Outro dos “patriotas” fugiu do Brasil e dá
expediente em Washington, onde faz reuniões obscuras com autoridades obtusas de
um governo tanático para articular sabotagens contra a economia brasileira e
chantagens contra as autoridades daqui. A infâmia chegou a tal ponto de
histeria e absurdos que o clã vem sendo classificado como traidor. Procede.
Há gente capacitada escarafunchando os
regimentos do Poder Legislativo para detectar as tipificações do desvio,
enquanto bons oradores vão a comícios para criticar esse “patriotismo”
lesa-pátria. Têm razão. O problema é que existem aqueles que fingem não ver
nada de esquisito. Como alertálos? Incrível como não querem enxergar. O
esquisito, o atípico, é o que temos hoje de mais fatídico, mais cínico, mais
explícito e mais apodítico.
Num dos livros do psicanalista francês
Jacques Lacan,
Quatro conceitos fundamentais da Psicanálise,
lemos que “o desejo do homem é o desejo do Outro”. Devíamos buscar nessa chave
analítica uma luz para entender o “patriotismo” que se define pelo negacionismo
da Pátria e se ajoelha diante da bandeira alheia para rifar a sua própria.
A frase de Lacan – “o desejo do homem é o
desejo do Outro” – ensina, entre outras coisas, que um cidadão genérico, uma
pessoa como eu ou você, com todo o respeito, quando deseja, expressa menos um
desejo original, pessoal, e mais o desejo dominante da ordem simbólica que o
contém. Esse Outro com “O” maiúsculo não é um outro qualquer, como um cunhado
ou um colega da repartição, mas um senhor sobre-humano, capaz de ordenar o
desejo dos mortais de carne e osso – sobretudo daqueles mortais que não têm
nada de coluna vertebral, como é o caso. O Outro maiúsculo não se compadece de
nada nem de ninguém. Exemplos? Aqui estão: a autoridade sobre a qual se erigiu
a Igreja Católica, ou a sua pedra fundamental; o capital, igualmente; o
imperialismo que anima a Casa Branca. O desejo do homem é o desejo que o Outro,
maiúsculo, diz ao homem, minúsculo, para fazer de conta que sente.
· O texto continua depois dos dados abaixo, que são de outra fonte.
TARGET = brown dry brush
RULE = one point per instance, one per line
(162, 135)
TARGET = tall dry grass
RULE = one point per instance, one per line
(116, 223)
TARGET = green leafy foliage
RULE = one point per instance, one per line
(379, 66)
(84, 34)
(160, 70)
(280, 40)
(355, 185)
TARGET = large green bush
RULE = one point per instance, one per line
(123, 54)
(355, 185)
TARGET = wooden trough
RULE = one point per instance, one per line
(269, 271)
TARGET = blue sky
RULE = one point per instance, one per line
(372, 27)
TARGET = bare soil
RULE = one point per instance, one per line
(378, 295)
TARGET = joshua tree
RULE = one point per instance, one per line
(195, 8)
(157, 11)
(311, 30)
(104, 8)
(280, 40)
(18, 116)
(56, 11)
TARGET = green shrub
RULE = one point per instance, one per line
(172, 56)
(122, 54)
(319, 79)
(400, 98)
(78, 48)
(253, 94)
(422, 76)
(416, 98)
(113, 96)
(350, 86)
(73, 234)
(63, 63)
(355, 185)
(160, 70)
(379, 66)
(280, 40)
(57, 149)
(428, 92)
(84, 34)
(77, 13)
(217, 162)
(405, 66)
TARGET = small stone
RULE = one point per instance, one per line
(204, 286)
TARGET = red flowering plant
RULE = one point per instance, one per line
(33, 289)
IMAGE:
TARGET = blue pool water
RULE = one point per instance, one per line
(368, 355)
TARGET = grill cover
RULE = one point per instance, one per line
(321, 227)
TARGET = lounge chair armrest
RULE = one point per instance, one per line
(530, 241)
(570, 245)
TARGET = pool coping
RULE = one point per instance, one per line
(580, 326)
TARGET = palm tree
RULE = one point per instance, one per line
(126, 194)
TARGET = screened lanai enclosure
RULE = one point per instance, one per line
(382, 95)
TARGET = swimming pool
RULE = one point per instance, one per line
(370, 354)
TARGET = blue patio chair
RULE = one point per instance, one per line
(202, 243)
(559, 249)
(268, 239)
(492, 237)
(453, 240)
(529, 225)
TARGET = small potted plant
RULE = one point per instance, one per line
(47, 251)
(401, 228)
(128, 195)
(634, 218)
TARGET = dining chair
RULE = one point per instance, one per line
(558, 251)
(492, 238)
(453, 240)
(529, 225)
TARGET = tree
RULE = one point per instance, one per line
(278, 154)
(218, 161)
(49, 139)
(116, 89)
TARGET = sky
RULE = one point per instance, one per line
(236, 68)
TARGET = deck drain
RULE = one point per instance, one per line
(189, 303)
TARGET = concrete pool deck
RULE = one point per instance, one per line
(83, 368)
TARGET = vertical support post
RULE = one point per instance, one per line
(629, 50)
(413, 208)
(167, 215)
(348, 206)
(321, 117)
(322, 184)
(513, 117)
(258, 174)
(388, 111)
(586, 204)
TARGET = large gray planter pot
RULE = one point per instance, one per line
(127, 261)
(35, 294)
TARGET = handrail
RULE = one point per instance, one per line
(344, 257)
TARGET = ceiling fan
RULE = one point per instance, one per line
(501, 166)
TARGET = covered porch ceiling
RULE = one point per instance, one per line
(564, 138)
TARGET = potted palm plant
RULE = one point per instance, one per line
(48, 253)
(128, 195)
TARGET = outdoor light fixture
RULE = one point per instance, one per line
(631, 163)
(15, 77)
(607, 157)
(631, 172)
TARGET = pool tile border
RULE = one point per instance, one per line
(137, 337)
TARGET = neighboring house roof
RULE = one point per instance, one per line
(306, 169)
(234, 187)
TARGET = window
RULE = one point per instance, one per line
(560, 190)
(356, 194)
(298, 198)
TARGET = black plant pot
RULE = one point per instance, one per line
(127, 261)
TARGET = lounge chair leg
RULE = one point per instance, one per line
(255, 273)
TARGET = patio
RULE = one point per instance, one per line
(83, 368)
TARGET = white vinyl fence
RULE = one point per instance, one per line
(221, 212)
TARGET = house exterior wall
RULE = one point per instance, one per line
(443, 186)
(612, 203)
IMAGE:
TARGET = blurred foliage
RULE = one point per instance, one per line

Você pergunta a um gerente de marketing, um
dirigente sindical ou um operador da bolsa qual o ideal de beleza que ele tem e
ele começa a descrever minuciosamente a Barbie. O desejo, nele, é o dedo em
riste do Tio Sam, mas ele mesmo não sabe. Barbie para todos.
O “patriotismo” dos trumpatetas brasileiros
reproduz a fórmula do “desejo do Outro”, mas em tintas rastaqueras. Adestrados
pelos filmes de Tom Cruise, de Stallone e de Chuck Norris, os “patriotas” do
Outro são tão rasteiros que nem souberam substituir a bandeira dos Estados
Unidos pela do Brasil na hora de fazer seu teatrinho. Encenam uma paródia
tosca: adoram uma bandeira que não é a deles, numa terra que não lhes concede
um reles passaporte.
Dá pena. Tanta pena que o suposto Deus poderá
perdoálos, pois eles, ainda que premeditem com vileza o mal que querem fazer ao
Brasil, não sabem o que fazem. Talvez seus pecados sejam redimidos pelo ente
que paira “acima de tod o s ” , menos d e Dona l d Trump. Mas e quanto à nação
brasileira? Poderá ela anistiálos por antecipação? Poderá tratá-los como
semoventes inconscientes e inconsequentes – o que, de resto, eles são?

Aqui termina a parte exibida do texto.